Photo courtesy 20th Century Studios

“Kingsman: The Secret Service” was a fun little movie that got by mashing up action movie lunacy with British gentility. Any movie that turns Colin Firth into an action hero is certainly not taking itself too seriously.

The sequel “Kingsman: The Golden Circle” was more of the same and now we have a prequel in “The King’s Man” which takes us all the way back to the origins of this top-secret British intelligence agency.

Writer/director Matthew Vaughn has been at the helm of all three of these movies and his off-beat sense of humor and gonzo action sensibilities have served him well each time, as long as you don’t let yourself think too much about it.

This origin story takes place during World War I where Orlando Oxford (Ralph Fiennes), a retired officer and member of the British aristocracy, wants nothing more than to shield his adult son Conrad (Harris Dickinson) from the horrors of war.

To that end, he enlists the help of his more-than-meets-the-eye domestic staff made up of crack-shot nanny Polly (Gemma Arterton) and battle-tested valet Shola (Djimon Honsou).
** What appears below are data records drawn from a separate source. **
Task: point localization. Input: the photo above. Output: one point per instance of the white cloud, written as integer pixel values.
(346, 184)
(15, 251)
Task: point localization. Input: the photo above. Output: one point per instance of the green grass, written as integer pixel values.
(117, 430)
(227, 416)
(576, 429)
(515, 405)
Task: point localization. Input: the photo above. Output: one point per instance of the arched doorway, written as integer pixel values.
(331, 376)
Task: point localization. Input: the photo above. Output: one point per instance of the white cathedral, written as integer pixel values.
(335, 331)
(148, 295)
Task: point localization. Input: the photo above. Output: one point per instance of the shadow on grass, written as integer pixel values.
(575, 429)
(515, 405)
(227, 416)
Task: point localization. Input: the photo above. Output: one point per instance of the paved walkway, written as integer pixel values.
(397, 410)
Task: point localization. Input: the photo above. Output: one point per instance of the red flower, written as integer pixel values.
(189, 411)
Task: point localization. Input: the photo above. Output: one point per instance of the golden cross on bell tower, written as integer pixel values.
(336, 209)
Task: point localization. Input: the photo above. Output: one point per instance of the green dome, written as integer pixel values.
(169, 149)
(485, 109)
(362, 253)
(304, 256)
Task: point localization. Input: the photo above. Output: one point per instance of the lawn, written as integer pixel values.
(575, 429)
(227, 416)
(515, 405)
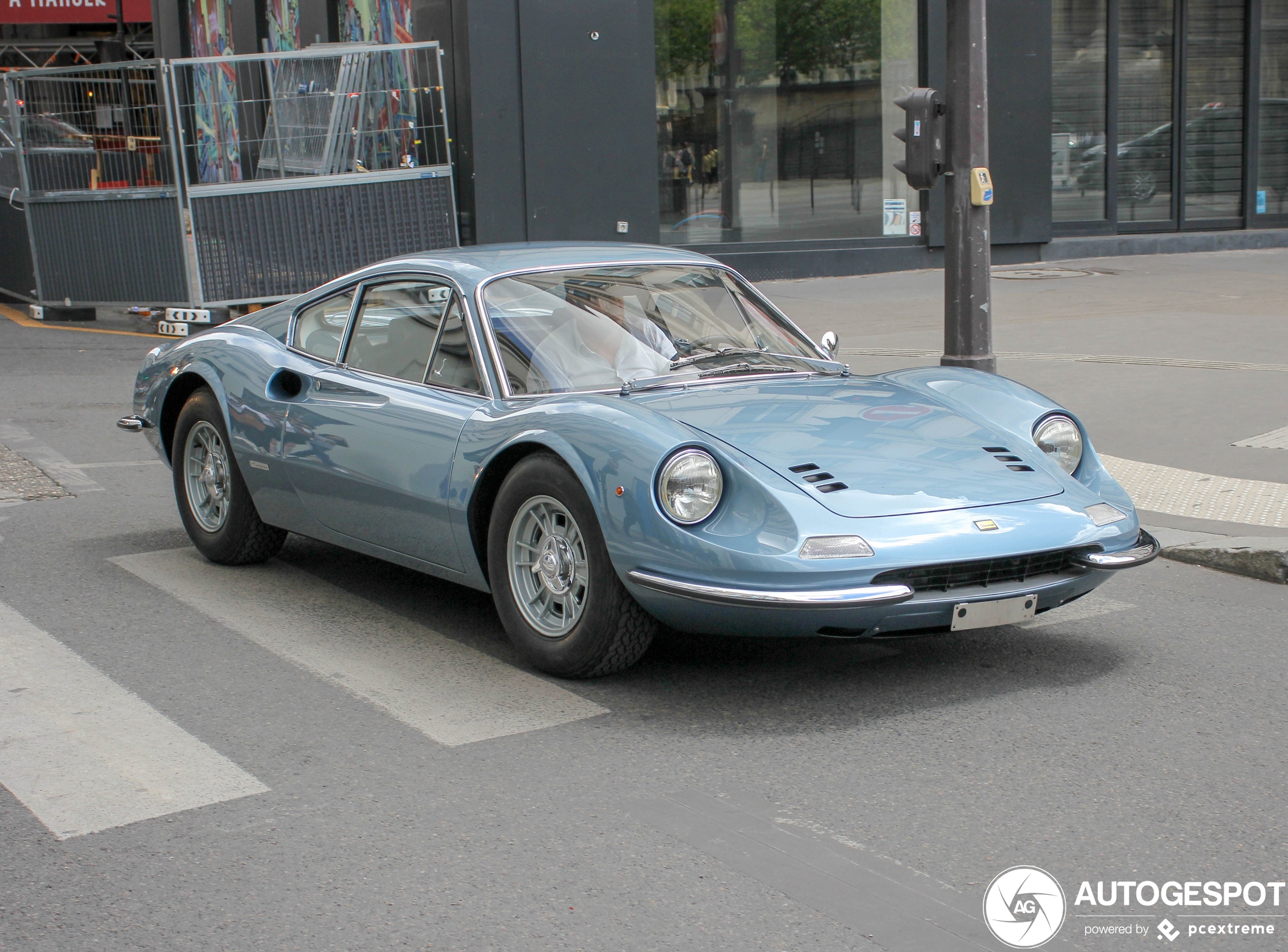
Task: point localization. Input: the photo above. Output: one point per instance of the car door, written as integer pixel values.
(370, 445)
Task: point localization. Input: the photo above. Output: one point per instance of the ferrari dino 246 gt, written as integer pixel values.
(612, 437)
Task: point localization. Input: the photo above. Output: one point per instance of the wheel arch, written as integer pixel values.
(177, 394)
(487, 485)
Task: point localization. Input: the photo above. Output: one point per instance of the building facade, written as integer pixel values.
(762, 130)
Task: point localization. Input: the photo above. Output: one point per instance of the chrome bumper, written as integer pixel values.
(134, 423)
(858, 597)
(1146, 551)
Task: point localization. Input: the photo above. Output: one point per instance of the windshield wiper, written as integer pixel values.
(750, 369)
(724, 352)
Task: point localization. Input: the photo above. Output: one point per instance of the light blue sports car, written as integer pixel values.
(611, 437)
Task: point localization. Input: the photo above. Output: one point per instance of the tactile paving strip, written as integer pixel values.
(1201, 495)
(1189, 363)
(1275, 440)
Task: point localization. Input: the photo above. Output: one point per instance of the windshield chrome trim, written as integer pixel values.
(499, 366)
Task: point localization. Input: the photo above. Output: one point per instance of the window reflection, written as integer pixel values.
(1146, 111)
(1213, 108)
(1079, 111)
(776, 118)
(1273, 141)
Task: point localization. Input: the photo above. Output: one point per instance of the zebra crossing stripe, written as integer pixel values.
(84, 754)
(447, 691)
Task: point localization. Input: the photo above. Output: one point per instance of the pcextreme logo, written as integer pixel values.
(1024, 907)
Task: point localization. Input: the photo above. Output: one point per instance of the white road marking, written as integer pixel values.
(84, 754)
(1275, 440)
(1091, 606)
(1201, 495)
(105, 465)
(447, 691)
(53, 463)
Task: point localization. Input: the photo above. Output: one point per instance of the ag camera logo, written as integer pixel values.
(1024, 907)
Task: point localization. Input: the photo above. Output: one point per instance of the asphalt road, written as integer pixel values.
(733, 794)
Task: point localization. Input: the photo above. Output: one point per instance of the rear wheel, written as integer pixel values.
(554, 587)
(214, 503)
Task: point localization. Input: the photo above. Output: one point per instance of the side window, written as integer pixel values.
(454, 363)
(320, 329)
(396, 329)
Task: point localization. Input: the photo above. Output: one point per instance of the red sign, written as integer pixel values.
(73, 11)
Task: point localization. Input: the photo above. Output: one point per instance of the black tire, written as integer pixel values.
(241, 537)
(612, 630)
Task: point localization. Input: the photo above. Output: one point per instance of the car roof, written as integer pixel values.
(476, 263)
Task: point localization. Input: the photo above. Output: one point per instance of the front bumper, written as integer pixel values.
(879, 610)
(854, 597)
(1146, 549)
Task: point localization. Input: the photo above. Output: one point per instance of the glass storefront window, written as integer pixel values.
(1213, 108)
(1079, 111)
(1273, 141)
(776, 119)
(1146, 111)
Opposing Orlando is a secret cabal of bad guys looking to fan the flames of war and bring Europe to its knees. The group has high-level advisers whispering bad advice to cousins Kaiser Wilhelm, Czar Nicholas and King George (all played by Tom Hollander employing varying degrees of accents and facial hair.)

The most formidable of these baddies is Rasputin (Rhys Ifans) and his confrontation with Orlando and his team is as outrageously over the top as one has come to expect from these movies.

“The King’s Man” is historically accurate to a surprising degree as Vaughn does an impressive job of laying out the political climate in Europe during the war and he employs real-life events like the assassination of Archduke Franz Ferdinand and the Zimmerman Telegram as key plot points. Also, one brief time-lapse scene shows the idyllic French countryside being transformed into bombed out No Man’s Land in one of the best illustrations I’ve ever seen of how the war changed the physical shape of the European landscape.

Does this movie have problems? You bet it does! It’s way too long and there are some stretches where it takes itself a little too seriously. But Fiennes is dependably great and as long as the action and thrills are in the foreground, “The King’s Man” is all the silly fun you’ve come to expect from this series.

And with things set up nicely for a prequel sequel, you can expect the king’s men to be hard at work into the future.

“The King’s Man” is rated R for sequences of strong/bloody violence, language and some sexual material.